Леонид Соболев - Зеленый луч
Но, оставшись на мостике один и думая о бухте Непонятной, ожидающей где-то в звездной этой тьме, он начал чувствовать нарастающую тревогу. Она беспокоила его все больше, пока он не понял (вполне и во всем зловещем значении, поразившем его), что бухта перестала быть надежным местом для высадок, что ночью предстоит действительно опасная операция и что в эту операцию, тревожащую и томящую скрытой, неизвестной опасностью, он сам — своей волей, своей командирской властью — назначил человека, жизнь которого должен был особенно беречь: недавно найденного друга.
И тогда весь тот мальчишеский задор, все удалое легкомыслие, с какими он выслушивал подробные указания Владыкина и с какими начал поход, мгновенно слетели с него. Теперь Решетников искренне не понимал, как мог он в глупом этом задоре, в какой-то театральной роли решительного, быстро соображающего командира, увлекшей его, — как мог он на вопрос Владыкина, кого думает назначить на шестерку, ответить: «Боцмана Хазова». Дорого дал бы он сейчас, чтобы вернуть этот бравый ответ!.. Но слова были произнесены — не слова, а решение командира корабля, которое не может быть отставлено или изменено без веских и важных причин. А причин этих не было, кроме одной — боязни за Хазова, в чем признаваться было нельзя.

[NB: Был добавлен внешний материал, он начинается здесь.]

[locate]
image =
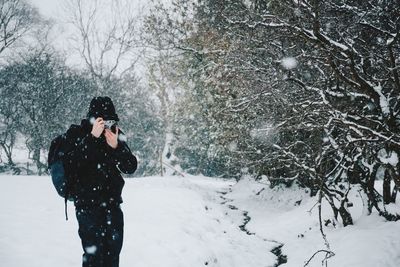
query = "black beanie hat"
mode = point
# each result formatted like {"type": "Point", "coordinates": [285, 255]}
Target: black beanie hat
{"type": "Point", "coordinates": [102, 107]}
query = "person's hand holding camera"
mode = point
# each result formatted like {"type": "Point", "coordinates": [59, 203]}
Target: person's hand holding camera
{"type": "Point", "coordinates": [111, 138]}
{"type": "Point", "coordinates": [98, 127]}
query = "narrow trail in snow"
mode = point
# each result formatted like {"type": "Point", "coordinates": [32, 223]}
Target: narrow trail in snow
{"type": "Point", "coordinates": [277, 251]}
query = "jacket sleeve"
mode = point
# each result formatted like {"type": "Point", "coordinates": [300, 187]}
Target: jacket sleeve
{"type": "Point", "coordinates": [123, 158]}
{"type": "Point", "coordinates": [83, 151]}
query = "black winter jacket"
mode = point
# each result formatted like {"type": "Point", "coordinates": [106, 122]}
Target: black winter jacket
{"type": "Point", "coordinates": [95, 168]}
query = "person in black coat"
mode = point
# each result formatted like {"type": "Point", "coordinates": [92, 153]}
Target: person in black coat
{"type": "Point", "coordinates": [99, 157]}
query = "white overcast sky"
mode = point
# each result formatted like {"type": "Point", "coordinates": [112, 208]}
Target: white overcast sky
{"type": "Point", "coordinates": [55, 10]}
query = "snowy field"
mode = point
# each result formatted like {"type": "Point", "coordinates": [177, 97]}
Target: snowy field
{"type": "Point", "coordinates": [192, 221]}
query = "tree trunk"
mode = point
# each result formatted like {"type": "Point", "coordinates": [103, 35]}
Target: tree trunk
{"type": "Point", "coordinates": [387, 196]}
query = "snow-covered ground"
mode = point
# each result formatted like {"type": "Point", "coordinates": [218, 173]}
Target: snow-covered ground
{"type": "Point", "coordinates": [191, 221]}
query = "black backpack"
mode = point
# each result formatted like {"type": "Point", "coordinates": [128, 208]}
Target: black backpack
{"type": "Point", "coordinates": [62, 182]}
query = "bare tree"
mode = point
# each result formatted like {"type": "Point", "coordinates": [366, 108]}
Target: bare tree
{"type": "Point", "coordinates": [106, 37]}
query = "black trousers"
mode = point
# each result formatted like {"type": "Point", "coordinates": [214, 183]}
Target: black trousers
{"type": "Point", "coordinates": [101, 230]}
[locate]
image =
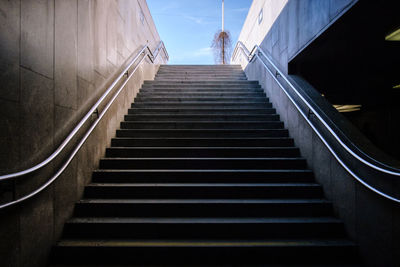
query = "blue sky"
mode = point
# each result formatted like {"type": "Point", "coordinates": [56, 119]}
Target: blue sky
{"type": "Point", "coordinates": [187, 27]}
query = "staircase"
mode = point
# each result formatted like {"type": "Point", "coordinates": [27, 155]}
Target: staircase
{"type": "Point", "coordinates": [203, 172]}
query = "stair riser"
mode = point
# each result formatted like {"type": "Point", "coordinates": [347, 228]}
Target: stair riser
{"type": "Point", "coordinates": [191, 86]}
{"type": "Point", "coordinates": [175, 79]}
{"type": "Point", "coordinates": [202, 210]}
{"type": "Point", "coordinates": [200, 90]}
{"type": "Point", "coordinates": [197, 100]}
{"type": "Point", "coordinates": [171, 142]}
{"type": "Point", "coordinates": [203, 177]}
{"type": "Point", "coordinates": [182, 192]}
{"type": "Point", "coordinates": [200, 118]}
{"type": "Point", "coordinates": [203, 133]}
{"type": "Point", "coordinates": [185, 164]}
{"type": "Point", "coordinates": [200, 74]}
{"type": "Point", "coordinates": [203, 231]}
{"type": "Point", "coordinates": [193, 152]}
{"type": "Point", "coordinates": [144, 94]}
{"type": "Point", "coordinates": [203, 83]}
{"type": "Point", "coordinates": [184, 105]}
{"type": "Point", "coordinates": [204, 111]}
{"type": "Point", "coordinates": [209, 256]}
{"type": "Point", "coordinates": [201, 125]}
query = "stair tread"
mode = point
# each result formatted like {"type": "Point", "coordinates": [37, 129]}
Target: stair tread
{"type": "Point", "coordinates": [204, 243]}
{"type": "Point", "coordinates": [204, 201]}
{"type": "Point", "coordinates": [204, 170]}
{"type": "Point", "coordinates": [185, 220]}
{"type": "Point", "coordinates": [203, 185]}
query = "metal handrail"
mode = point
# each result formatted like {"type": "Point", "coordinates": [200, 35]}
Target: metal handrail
{"type": "Point", "coordinates": [145, 52]}
{"type": "Point", "coordinates": [252, 54]}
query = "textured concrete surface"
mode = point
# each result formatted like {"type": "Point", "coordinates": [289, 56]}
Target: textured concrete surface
{"type": "Point", "coordinates": [56, 58]}
{"type": "Point", "coordinates": [370, 220]}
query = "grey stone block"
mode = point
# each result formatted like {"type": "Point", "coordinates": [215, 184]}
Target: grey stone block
{"type": "Point", "coordinates": [344, 196]}
{"type": "Point", "coordinates": [36, 228]}
{"type": "Point", "coordinates": [336, 6]}
{"type": "Point", "coordinates": [65, 196]}
{"type": "Point", "coordinates": [100, 36]}
{"type": "Point", "coordinates": [112, 23]}
{"type": "Point", "coordinates": [37, 117]}
{"type": "Point", "coordinates": [9, 55]}
{"type": "Point", "coordinates": [65, 70]}
{"type": "Point", "coordinates": [374, 227]}
{"type": "Point", "coordinates": [322, 158]}
{"type": "Point", "coordinates": [293, 27]}
{"type": "Point", "coordinates": [9, 136]}
{"type": "Point", "coordinates": [10, 239]}
{"type": "Point", "coordinates": [37, 36]}
{"type": "Point", "coordinates": [85, 41]}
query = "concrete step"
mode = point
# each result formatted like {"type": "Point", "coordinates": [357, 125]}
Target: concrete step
{"type": "Point", "coordinates": [214, 74]}
{"type": "Point", "coordinates": [189, 104]}
{"type": "Point", "coordinates": [202, 83]}
{"type": "Point", "coordinates": [201, 72]}
{"type": "Point", "coordinates": [202, 111]}
{"type": "Point", "coordinates": [202, 125]}
{"type": "Point", "coordinates": [198, 77]}
{"type": "Point", "coordinates": [201, 228]}
{"type": "Point", "coordinates": [204, 67]}
{"type": "Point", "coordinates": [204, 252]}
{"type": "Point", "coordinates": [143, 94]}
{"type": "Point", "coordinates": [203, 142]}
{"type": "Point", "coordinates": [204, 133]}
{"type": "Point", "coordinates": [203, 208]}
{"type": "Point", "coordinates": [132, 152]}
{"type": "Point", "coordinates": [203, 163]}
{"type": "Point", "coordinates": [203, 176]}
{"type": "Point", "coordinates": [202, 191]}
{"type": "Point", "coordinates": [203, 79]}
{"type": "Point", "coordinates": [201, 117]}
{"type": "Point", "coordinates": [259, 99]}
{"type": "Point", "coordinates": [200, 88]}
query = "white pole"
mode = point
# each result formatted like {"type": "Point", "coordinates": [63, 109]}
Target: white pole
{"type": "Point", "coordinates": [222, 15]}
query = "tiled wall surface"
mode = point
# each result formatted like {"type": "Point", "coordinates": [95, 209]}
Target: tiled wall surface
{"type": "Point", "coordinates": [56, 58]}
{"type": "Point", "coordinates": [372, 221]}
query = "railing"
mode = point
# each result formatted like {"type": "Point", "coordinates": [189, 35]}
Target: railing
{"type": "Point", "coordinates": [142, 54]}
{"type": "Point", "coordinates": [255, 53]}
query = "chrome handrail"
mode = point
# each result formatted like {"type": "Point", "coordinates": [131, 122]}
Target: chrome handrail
{"type": "Point", "coordinates": [252, 54]}
{"type": "Point", "coordinates": [146, 52]}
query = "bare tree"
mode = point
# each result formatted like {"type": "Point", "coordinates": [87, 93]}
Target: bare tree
{"type": "Point", "coordinates": [222, 44]}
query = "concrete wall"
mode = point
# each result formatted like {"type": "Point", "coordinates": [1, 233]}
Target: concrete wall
{"type": "Point", "coordinates": [56, 58]}
{"type": "Point", "coordinates": [371, 221]}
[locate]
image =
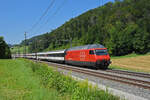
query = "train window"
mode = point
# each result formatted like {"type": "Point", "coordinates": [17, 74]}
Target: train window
{"type": "Point", "coordinates": [91, 52]}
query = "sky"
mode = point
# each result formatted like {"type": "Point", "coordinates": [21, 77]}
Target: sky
{"type": "Point", "coordinates": [20, 16]}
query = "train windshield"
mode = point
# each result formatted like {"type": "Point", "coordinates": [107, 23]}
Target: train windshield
{"type": "Point", "coordinates": [101, 52]}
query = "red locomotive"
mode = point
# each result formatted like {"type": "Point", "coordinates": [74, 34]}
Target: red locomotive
{"type": "Point", "coordinates": [95, 55]}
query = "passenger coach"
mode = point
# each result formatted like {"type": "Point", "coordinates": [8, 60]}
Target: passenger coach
{"type": "Point", "coordinates": [95, 55]}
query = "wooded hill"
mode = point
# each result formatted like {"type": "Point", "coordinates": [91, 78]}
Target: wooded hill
{"type": "Point", "coordinates": [123, 27]}
{"type": "Point", "coordinates": [4, 49]}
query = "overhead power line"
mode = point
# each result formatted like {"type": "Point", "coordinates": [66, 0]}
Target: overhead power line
{"type": "Point", "coordinates": [42, 16]}
{"type": "Point", "coordinates": [52, 16]}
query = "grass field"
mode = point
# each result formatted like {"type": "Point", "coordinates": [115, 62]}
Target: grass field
{"type": "Point", "coordinates": [139, 63]}
{"type": "Point", "coordinates": [18, 82]}
{"type": "Point", "coordinates": [22, 79]}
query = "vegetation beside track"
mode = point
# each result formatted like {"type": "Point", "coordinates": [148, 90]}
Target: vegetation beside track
{"type": "Point", "coordinates": [24, 79]}
{"type": "Point", "coordinates": [133, 62]}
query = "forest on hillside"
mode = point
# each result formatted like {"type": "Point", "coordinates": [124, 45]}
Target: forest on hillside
{"type": "Point", "coordinates": [122, 26]}
{"type": "Point", "coordinates": [4, 49]}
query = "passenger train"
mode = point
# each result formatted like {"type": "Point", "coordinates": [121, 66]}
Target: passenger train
{"type": "Point", "coordinates": [94, 55]}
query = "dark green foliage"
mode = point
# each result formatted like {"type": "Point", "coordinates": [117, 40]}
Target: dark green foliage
{"type": "Point", "coordinates": [122, 26]}
{"type": "Point", "coordinates": [4, 49]}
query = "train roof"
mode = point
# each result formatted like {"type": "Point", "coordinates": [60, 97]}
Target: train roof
{"type": "Point", "coordinates": [52, 52]}
{"type": "Point", "coordinates": [90, 46]}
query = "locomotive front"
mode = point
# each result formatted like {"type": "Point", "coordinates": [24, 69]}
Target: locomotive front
{"type": "Point", "coordinates": [102, 58]}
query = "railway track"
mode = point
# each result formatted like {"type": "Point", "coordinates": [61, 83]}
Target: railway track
{"type": "Point", "coordinates": [125, 80]}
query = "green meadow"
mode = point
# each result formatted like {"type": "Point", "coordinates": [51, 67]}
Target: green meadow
{"type": "Point", "coordinates": [22, 79]}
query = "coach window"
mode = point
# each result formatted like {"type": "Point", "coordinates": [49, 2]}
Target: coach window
{"type": "Point", "coordinates": [91, 52]}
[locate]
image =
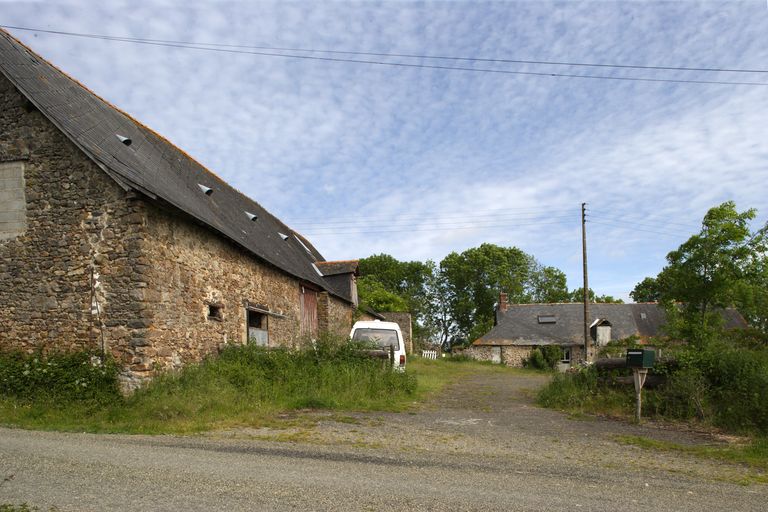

То, что он ответил Луникову, было неправдой: конечно же, с самого того момента, когда Решетников понял, что сам обрек Хазова на опасность, он не переставал думать о бухте, о высадке, о ловушке или о несчастье, случившемся там. Десятки догадок, и правдоподобных и фантастических, перебрал он в голове, не остановившись ни на одной. В воображении его, ничуть не помогая делу, возникали десятки планов, как обеспечить возвращение шлюпки из бухты. С поздним раскаянием он думал, что все это следовало обсудить с Владыкиным, и тогда, может быть, нашелся бы способ облегчить ночную операцию в бухте. Из всех, кто был на катере, ему мог бы помочь толковым советом один лишь боцман. Но уж, конечно, как раз ему-то и нельзя было показывать даже намека на то тревожное беспокойство, с которым думалось теперь о высадке: Решетникову казалось, что оно может передаться и Хазову, вселить в него неуверенность перед самым уходом в опасную операцию.
Пожалуй, впервые за этот счастливый месяц Решетников почувствовал себя снова таким же растерянным и беспомощным, каким был в первую неделю командования катером, и с горечью подумал, что ему еще очень далеко до того, чтобы назвать себя настоящим командиром корабля. Ведь едва только пришлось ему решать без Никиты Петровича… И тут же он оборвал себя, поняв, что и в самом деле может оказаться без Хазова — не только сейчас, но и всю жизнь — и что виной этому будет он сам.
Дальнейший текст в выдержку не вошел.